Although this fledgling organization was born in America in 2004, the very first brick-its cornerstone-was laid many years ago in the form of a solemn promise I made to God at the age of six. When I was growing up, the mortality rate for children in my village was very high. Unfortunately, it remains so even today. Those who survive are considered to be very lucky, and I was one of the lucky ones to have made it to age five.

However, there was one family in the village whose misfortunes made a great impact upon me. They were a family of four children-two boys and two girls-who had lost both their mother and father to disease, and they had to go and live with their grandmother who had almost nothing. I saw how much they suffered. They had no food, proper clothing or school fees, and I became so afraid that this might also happen to me. So I cried out to heaven saying, "Please God, I am scared and I don't want my parents to die.

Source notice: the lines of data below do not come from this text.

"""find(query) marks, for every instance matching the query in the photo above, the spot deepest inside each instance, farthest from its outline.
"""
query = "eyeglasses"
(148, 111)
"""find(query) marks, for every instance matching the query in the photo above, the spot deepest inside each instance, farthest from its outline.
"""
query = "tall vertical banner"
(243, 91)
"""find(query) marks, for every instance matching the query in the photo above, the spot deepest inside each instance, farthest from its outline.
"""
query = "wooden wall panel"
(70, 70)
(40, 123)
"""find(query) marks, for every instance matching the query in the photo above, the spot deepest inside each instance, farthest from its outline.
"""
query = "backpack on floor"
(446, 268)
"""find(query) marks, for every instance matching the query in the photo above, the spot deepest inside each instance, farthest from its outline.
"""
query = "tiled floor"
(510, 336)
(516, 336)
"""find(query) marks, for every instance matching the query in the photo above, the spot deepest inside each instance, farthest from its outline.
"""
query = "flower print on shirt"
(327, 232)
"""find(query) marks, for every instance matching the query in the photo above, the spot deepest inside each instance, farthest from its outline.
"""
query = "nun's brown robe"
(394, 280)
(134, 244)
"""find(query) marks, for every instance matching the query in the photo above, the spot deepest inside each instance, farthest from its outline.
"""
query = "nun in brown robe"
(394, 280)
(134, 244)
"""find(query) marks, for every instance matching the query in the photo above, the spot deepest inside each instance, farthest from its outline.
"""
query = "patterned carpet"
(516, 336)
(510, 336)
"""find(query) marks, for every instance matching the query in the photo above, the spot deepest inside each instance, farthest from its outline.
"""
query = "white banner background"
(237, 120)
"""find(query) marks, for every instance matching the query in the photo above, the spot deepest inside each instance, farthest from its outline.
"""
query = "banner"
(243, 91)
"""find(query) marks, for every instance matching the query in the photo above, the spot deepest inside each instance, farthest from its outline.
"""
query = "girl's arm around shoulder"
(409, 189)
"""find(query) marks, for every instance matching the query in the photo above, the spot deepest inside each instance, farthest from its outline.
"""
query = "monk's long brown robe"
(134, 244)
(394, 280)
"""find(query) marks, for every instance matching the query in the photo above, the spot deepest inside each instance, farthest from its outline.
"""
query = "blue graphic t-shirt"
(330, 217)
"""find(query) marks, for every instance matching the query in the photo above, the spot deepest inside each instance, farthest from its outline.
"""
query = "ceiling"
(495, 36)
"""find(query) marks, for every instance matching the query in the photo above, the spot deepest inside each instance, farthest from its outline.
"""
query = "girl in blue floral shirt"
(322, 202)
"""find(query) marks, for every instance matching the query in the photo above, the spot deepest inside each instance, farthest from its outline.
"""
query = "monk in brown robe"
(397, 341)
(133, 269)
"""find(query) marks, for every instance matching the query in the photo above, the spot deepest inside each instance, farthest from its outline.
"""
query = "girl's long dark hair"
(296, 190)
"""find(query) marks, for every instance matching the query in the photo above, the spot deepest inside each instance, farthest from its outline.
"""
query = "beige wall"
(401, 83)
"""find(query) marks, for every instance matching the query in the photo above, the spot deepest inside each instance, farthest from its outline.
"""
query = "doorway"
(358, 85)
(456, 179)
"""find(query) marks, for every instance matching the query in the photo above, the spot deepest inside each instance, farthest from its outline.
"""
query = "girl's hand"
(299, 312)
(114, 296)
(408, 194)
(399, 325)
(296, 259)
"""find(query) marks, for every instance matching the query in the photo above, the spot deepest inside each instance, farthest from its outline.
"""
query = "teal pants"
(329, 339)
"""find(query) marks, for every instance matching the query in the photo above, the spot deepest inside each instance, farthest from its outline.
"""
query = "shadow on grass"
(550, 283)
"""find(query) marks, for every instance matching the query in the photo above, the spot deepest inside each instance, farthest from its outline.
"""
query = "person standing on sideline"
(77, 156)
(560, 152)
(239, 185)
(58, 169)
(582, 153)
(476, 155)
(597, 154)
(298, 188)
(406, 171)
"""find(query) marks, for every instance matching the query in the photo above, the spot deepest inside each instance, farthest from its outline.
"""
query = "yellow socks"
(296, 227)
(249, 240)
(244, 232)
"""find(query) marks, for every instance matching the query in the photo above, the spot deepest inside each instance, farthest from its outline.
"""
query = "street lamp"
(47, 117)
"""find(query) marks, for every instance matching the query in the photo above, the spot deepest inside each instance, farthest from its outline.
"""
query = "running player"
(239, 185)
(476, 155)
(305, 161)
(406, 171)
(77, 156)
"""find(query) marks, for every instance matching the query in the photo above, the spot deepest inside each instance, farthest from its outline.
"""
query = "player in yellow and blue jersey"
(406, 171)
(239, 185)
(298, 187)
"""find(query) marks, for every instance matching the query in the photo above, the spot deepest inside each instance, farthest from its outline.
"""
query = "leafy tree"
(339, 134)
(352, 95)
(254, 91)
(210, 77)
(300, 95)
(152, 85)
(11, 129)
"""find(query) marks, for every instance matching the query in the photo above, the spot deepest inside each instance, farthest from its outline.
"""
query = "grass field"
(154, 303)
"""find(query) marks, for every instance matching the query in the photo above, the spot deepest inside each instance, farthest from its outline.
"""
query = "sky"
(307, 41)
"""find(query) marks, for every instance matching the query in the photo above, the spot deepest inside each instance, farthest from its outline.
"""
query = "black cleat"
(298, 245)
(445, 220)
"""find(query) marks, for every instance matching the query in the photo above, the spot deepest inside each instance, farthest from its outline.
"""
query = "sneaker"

God, if you will let my Toto and Papa live, I promise when I grow up I will take care of all the orphan children."

Widows, Orphans and AIDS

It was during the trip back home to see my family-my first visit in twenty years-that the covenant I'd made struck me like a thunderbolt. It really pierced my heart in a way that is impossible to describe. I realized for the first time that I didn't have a choice: I had to do something about it. It came to me one day as I was walking around my village, retracing the footpaths that I'd walked many years ago as a child. Everywhere I walked I met people who had nothing: hordes of children and adults stricken with HIV/AIDS; widows scouring bare fields, on their knees, digging for roots and other scraps to make a meal; and orphans who were living a hand-to-mouth existence in search of food, shelter, paper and pencils. A sharp pain ripped through my heart and tears began to flow down my face as many of them approached to ask for help. They had heard that "a rich madam" from America had returned home to the village. If they only knew how hard I'd worked to earn every penny. I'd been squirreling away money from my modest salary as a Walgreen's manager for the past five years-just to be able to afford the price of the ticket!

For weeks before the trip, I'd frequented the shopping aisles at Sam's, Target and Walmart, busily stuffing my trunks with gifts for my many relatives back home. But as a steady stream of malnourished villagers, dressed literally in rags, came to knock at my parents' door, I found myself giving away all of my clothing and other personal belongings. I returned to my home in St. Charles, Mo. with only the dress I had on and five dollars in my purse. The need was so overwhelming that it was the least that I could do.

A Village of the Heart

My fellow villagers-for I am speaking of a village of the heart-I cannot properly express to you just how precious Atai Orphanage Fund is to me. That is why it bears my mother's name, "Atai," which means "free" in our native language. For me it is a tiny infant who has just been given the gift of life, and who now requires nourishment to grow big and strong. "It takes a village to raise a child," says an ancient African proverb. Likewise, it takes a village with a big and caring heart to save a child. In order to rescue these beautiful and precious children, together we must help to free them from a crippling poverty and disease. For the past two years Atai has managed to survive and grow only through generous donations of money and clothing from a few devoted friends, and from my own paycheck. Today I appeal to you to join me in helping to fulfill the solemn promise I made to God. Join this village of the heart and give generously!

In closing, I am reminded of the words of the Greatest Giver of all: "Inasmuch as ye have done it unto one of the least of these my brethren, ye have done it unto me." Please accept my heartfelt thanks for your faith and for your contributions. May God bless you!